I was sent an anonymous tip the other day about who might be behind Dorilton and I considered sailing the into the public domain and see if anyone denies it. It is not really my style to do this, but the person involved seems to be intensely media averse and would probably not answer the question if asked, even if I had a clue how to make contact. My source (an anonymous one with an email address that bounces back with a message that the address doesn’t exist) says that the owner of Dorilton is a rather secretive well-connected Jersey-based financier. I have dug around a fair bit but the fellow in question is a secretive chap and has company structures in tax havens here, there and everything. I am not certain that the information is correct so I will continue digging because I am sure that there is more to this deal than meets the eye. Anyway, I hope that whoever the owner is will rebuild Team Willy and make it into a sustainable business by diversifying the team in the same sort of way as we have seen McLaren do (Or Ferrari if you go back in time). Whether that it advanced technologies from F1 being used in other industries, or perhaps even Williams electric road cars. Who knows?

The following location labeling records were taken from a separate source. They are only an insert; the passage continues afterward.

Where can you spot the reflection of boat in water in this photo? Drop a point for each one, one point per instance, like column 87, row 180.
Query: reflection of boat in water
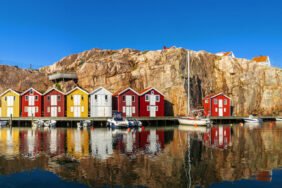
column 253, row 125
column 86, row 123
column 192, row 128
column 3, row 123
column 252, row 119
column 37, row 123
column 193, row 121
column 50, row 123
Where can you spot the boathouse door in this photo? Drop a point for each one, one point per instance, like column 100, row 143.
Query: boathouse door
column 220, row 109
column 152, row 111
column 76, row 111
column 54, row 111
column 10, row 111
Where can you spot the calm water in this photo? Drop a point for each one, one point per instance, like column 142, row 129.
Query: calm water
column 221, row 156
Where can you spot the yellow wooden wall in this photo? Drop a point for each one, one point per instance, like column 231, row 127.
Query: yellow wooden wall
column 16, row 104
column 84, row 102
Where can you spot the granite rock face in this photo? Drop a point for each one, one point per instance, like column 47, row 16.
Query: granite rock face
column 253, row 88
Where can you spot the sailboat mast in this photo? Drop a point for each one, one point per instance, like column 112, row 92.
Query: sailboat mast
column 188, row 83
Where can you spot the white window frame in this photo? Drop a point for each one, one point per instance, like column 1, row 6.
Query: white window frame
column 146, row 97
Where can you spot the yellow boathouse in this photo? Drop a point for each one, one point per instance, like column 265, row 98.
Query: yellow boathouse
column 77, row 103
column 10, row 103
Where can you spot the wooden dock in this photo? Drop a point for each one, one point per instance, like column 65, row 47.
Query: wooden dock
column 158, row 121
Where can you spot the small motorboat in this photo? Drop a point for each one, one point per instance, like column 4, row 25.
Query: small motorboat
column 37, row 123
column 86, row 123
column 117, row 121
column 193, row 121
column 50, row 123
column 133, row 122
column 252, row 119
column 3, row 123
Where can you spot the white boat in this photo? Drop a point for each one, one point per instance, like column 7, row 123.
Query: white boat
column 193, row 121
column 252, row 119
column 50, row 123
column 37, row 123
column 117, row 121
column 86, row 123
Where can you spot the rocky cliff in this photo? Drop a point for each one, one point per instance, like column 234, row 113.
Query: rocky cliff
column 253, row 88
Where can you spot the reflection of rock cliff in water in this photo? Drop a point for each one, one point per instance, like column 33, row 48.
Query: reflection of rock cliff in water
column 253, row 88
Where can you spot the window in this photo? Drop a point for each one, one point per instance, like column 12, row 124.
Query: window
column 146, row 97
column 157, row 98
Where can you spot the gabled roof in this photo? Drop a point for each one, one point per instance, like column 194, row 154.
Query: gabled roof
column 76, row 89
column 260, row 59
column 51, row 90
column 148, row 89
column 29, row 90
column 122, row 91
column 214, row 95
column 99, row 89
column 8, row 91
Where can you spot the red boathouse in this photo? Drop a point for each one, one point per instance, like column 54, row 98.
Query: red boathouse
column 31, row 103
column 151, row 103
column 127, row 102
column 54, row 103
column 217, row 105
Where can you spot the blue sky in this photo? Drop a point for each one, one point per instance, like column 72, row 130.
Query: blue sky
column 42, row 32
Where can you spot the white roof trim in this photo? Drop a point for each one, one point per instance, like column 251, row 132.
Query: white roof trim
column 9, row 90
column 76, row 89
column 51, row 90
column 150, row 90
column 99, row 89
column 129, row 88
column 30, row 89
column 219, row 94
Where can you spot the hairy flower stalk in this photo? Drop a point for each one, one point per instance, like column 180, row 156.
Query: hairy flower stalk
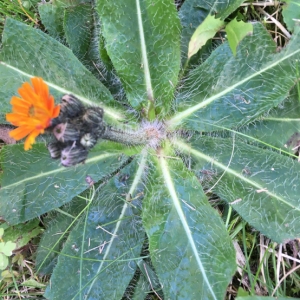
column 150, row 133
column 76, row 129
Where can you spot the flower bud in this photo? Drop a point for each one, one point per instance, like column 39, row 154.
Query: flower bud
column 55, row 149
column 73, row 155
column 71, row 107
column 88, row 140
column 65, row 132
column 93, row 120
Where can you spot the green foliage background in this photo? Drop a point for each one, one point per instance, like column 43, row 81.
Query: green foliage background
column 125, row 57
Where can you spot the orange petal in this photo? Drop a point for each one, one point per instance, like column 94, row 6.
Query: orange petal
column 31, row 139
column 56, row 112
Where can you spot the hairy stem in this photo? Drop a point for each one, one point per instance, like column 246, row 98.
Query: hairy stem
column 127, row 137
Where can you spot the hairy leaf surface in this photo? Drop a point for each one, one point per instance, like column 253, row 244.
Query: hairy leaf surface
column 103, row 246
column 27, row 52
column 32, row 183
column 231, row 91
column 281, row 127
column 255, row 185
column 56, row 233
column 193, row 12
column 78, row 26
column 142, row 40
column 190, row 248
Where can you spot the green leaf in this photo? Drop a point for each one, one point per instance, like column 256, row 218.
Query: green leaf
column 280, row 128
column 184, row 232
column 258, row 81
column 7, row 248
column 101, row 249
column 52, row 18
column 45, row 57
column 291, row 13
column 193, row 12
column 21, row 234
column 205, row 31
column 78, row 25
column 32, row 183
column 236, row 31
column 255, row 185
column 33, row 283
column 224, row 9
column 142, row 40
column 55, row 235
column 3, row 261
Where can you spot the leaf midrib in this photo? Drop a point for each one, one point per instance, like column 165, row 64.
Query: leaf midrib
column 201, row 155
column 184, row 114
column 170, row 186
column 61, row 169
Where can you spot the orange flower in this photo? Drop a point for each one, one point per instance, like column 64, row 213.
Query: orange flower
column 32, row 112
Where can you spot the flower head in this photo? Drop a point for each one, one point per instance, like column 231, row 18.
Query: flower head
column 32, row 112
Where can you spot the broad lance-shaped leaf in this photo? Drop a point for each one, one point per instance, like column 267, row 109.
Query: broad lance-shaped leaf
column 236, row 31
column 193, row 12
column 28, row 52
column 103, row 247
column 280, row 128
column 262, row 186
column 32, row 183
column 232, row 91
column 291, row 13
column 142, row 40
column 58, row 226
column 184, row 233
column 78, row 26
column 205, row 31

Williams is a great F1 brand, even if it has never been properly exploited.
I asked Jean Todt over the Mugello weekend how important having Ferrari was for F1 and his response was interesting. Ferrari, he said, was like one of F1’s limbs. Yes, it can be cut off and it will survive, but the body will be forever damaged after that. I thought that was a very good assessment, although over the years we have seen a lot of important brands fall out of racing for one reason or another. The sport has survived without Brabham, Team Lotus, Tyrrell, BRM, Cooper, Maserati and Ligier, although to be fair you can add all their victories together and you still don’t reach Ferrari’s total.
So I hope that the team can do a better job as quickly as possible. However, I think that a lot of things need to change down in Maranello – primarily the attitude that got them into the current mess. For the moment I see no real signs of that happening and the team seems to be in some sort of denial in order to cope with the distressing situation. Still, 1,000 Grands Prix is impressive.

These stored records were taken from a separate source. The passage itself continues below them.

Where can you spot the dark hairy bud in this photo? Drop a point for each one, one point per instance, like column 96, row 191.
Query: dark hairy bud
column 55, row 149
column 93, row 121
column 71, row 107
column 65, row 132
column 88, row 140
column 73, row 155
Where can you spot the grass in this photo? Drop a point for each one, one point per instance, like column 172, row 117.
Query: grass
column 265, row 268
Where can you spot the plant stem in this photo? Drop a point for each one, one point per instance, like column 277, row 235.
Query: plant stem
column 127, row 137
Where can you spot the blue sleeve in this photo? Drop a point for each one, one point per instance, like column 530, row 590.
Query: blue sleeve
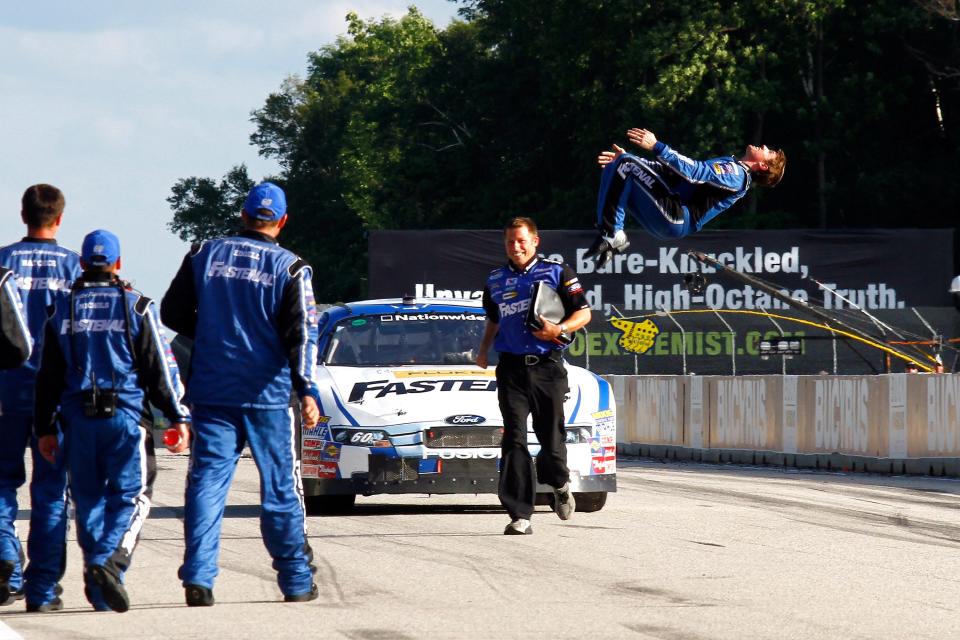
column 298, row 328
column 158, row 368
column 725, row 172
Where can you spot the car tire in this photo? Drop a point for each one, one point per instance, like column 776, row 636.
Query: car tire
column 590, row 502
column 336, row 505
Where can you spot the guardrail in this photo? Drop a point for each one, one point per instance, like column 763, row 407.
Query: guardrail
column 893, row 423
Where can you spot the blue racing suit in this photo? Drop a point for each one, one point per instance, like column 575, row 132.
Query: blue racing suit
column 44, row 271
column 248, row 305
column 531, row 380
column 104, row 340
column 16, row 344
column 671, row 197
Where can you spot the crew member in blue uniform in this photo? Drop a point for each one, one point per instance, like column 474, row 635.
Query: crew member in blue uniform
column 15, row 341
column 248, row 305
column 531, row 377
column 104, row 357
column 43, row 271
column 672, row 196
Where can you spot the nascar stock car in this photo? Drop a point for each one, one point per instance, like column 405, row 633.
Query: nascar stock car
column 405, row 409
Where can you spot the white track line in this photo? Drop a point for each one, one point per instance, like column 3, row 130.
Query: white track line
column 6, row 633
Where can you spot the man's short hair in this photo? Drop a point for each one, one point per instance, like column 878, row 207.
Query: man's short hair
column 521, row 221
column 41, row 205
column 774, row 173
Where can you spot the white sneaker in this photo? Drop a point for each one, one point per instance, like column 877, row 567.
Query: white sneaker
column 605, row 247
column 518, row 527
column 565, row 504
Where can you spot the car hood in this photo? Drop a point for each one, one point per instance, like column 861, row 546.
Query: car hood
column 395, row 395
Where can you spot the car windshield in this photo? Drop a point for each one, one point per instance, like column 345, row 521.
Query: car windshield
column 417, row 337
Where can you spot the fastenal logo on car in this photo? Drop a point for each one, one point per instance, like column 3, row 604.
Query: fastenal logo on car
column 465, row 418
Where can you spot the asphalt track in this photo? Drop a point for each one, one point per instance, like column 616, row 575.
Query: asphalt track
column 681, row 552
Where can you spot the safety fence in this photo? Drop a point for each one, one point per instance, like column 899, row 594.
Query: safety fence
column 894, row 423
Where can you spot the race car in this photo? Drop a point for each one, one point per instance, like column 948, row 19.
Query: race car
column 405, row 409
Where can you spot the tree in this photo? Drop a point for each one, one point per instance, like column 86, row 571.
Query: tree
column 401, row 125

I was rather shocked to realise that I have been present at well more than half of Ferrari’s F1 races. That led to some idle calculations that if things go on as they are going (when they get back to normal) I will be reaching 1,000 races in around 2037. I’ll be over 75 by then (and might perhaps be willing to accept suggestions that I am old), but then again I have known several F1 journalists who were still going at that age… Who knows? Maybe the delights of life outside F1 will one day outweigh the value of F1 and I will happily stop. Whatever the case, I have had the great good fortune to work in a world about which I am passionate. I never have trouble getting up to go to work and I never think ‘Thank God, it’s Friday’.
So onward we go… to Russia. The good news is that we’ll back in Italy again on November 1 for the Gran Premio dell’Emilia-Romagna at Imola – the third Italian race of the Covid-blighted 2020 season.